Sociology and Criminology
Criminology of Violence and Death
Module code: L5104B
Level 6
15 credits in spring semester
Teaching method: Workshop
Assessment modes: Essay
On this module, you’ll examine the criminology of violence and death.
You’ll understand the motivations for violent crime and assess appropriate justice responses. Topics include:
- violent crime including hate crime, gendered violence, state violence and murder
- which crimes are increasingly talked about in culture and policy
- these crimes against the policy and the lived reality for victims and offenders
- different victim groups within victimology – such as ethnic minorities, the disabled or women
- the motivation of offenders, from people who commit ‘everyday’ violent crime to extremism
- cultural and media representations of violent crime and death.
Module learning outcomes
- Deploy established criminological and victimological techniques of analysis and inquiry to examine crimes of violence and approaches to death; case studies; policy and practice.

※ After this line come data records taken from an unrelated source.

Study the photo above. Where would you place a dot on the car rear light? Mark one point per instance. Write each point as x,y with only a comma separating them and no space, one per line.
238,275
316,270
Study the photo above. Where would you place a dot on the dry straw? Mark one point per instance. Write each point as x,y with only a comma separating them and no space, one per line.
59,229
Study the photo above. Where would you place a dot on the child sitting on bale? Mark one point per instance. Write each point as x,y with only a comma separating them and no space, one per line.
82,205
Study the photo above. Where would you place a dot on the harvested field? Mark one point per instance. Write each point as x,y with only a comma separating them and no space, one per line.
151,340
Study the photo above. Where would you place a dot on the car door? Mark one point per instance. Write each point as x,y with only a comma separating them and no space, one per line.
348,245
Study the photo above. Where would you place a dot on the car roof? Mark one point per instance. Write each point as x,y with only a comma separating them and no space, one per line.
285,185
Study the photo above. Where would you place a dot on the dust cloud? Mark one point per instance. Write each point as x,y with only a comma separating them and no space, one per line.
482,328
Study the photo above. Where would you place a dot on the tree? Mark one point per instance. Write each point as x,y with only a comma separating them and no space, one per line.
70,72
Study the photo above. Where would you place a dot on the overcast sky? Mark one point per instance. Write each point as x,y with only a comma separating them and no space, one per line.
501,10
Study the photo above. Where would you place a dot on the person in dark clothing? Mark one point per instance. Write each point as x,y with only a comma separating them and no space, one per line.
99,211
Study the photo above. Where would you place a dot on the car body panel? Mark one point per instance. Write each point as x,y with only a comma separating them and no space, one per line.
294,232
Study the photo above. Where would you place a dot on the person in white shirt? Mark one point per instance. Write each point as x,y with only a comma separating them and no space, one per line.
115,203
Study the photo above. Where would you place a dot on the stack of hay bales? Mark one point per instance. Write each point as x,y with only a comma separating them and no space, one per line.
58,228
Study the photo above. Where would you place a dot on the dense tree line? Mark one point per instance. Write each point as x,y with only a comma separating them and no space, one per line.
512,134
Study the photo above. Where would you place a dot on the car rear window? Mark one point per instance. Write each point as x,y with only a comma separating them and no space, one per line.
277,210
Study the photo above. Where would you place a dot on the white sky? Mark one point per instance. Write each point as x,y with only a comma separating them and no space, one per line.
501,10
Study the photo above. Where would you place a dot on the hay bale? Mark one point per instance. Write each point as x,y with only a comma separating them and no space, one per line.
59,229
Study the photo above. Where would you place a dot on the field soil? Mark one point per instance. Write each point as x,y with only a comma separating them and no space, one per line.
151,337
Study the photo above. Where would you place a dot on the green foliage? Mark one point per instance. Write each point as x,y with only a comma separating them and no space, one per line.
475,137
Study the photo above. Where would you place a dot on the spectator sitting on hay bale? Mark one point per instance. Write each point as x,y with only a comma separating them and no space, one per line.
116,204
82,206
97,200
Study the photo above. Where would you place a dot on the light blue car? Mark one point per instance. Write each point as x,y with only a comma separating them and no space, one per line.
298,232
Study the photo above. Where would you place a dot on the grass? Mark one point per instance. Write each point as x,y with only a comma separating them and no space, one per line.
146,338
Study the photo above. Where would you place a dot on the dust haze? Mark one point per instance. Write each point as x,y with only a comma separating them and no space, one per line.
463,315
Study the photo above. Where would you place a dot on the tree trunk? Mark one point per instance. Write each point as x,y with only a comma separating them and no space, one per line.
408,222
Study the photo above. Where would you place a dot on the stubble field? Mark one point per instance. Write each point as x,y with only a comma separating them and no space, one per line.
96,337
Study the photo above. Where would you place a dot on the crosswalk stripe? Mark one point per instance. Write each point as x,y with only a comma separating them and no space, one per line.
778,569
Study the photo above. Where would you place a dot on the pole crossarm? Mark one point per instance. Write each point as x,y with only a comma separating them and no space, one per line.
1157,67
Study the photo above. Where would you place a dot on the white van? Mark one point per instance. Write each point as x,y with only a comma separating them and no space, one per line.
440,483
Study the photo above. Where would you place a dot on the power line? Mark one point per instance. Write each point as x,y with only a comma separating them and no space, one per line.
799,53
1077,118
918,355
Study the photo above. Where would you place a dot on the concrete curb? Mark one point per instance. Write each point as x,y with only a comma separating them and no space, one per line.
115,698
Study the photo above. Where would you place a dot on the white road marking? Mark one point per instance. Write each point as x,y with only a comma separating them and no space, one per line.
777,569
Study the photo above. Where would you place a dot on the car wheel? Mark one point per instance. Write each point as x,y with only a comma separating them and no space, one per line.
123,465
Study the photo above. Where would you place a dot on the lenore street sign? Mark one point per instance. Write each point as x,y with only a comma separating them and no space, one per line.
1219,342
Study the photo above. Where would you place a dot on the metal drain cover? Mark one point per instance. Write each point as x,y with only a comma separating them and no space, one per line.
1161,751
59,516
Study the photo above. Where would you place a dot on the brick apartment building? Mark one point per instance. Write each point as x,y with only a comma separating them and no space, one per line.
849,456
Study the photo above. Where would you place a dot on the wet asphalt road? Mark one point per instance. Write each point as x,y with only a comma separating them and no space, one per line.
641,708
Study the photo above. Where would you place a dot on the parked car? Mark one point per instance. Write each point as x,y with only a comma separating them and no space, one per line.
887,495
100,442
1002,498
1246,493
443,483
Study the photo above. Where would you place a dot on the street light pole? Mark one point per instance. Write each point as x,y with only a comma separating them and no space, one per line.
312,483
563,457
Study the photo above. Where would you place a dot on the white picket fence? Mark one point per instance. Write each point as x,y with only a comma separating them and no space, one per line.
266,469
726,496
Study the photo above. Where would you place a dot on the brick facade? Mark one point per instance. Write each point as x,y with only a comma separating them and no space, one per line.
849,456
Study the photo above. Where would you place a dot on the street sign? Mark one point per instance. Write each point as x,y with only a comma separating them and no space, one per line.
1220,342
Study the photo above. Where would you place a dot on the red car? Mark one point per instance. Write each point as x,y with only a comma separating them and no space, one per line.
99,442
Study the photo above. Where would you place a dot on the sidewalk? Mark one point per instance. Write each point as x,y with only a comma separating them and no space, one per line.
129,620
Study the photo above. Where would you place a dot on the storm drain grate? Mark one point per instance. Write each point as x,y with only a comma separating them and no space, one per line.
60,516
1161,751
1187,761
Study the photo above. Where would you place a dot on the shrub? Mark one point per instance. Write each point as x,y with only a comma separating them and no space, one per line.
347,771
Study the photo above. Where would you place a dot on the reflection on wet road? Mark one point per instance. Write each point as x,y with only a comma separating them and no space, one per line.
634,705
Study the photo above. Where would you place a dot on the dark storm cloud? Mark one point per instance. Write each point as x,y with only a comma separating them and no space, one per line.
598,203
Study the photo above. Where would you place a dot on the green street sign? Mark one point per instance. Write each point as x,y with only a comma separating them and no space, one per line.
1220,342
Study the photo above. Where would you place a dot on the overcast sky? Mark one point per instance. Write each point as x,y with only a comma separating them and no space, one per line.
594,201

- Devise and sustain arguments about the criminology of death and violence and situate them within a conceptual understanding of crime.
- Be critically aware of cultural and media representations of crimes of violence and approaches to death, and employ criminological and victimological concepts and techniques of inquiry to analyse these.
- Be able to comment on key case studies and their influence on criminal justice responses, drawing on a developed conceptual understanding.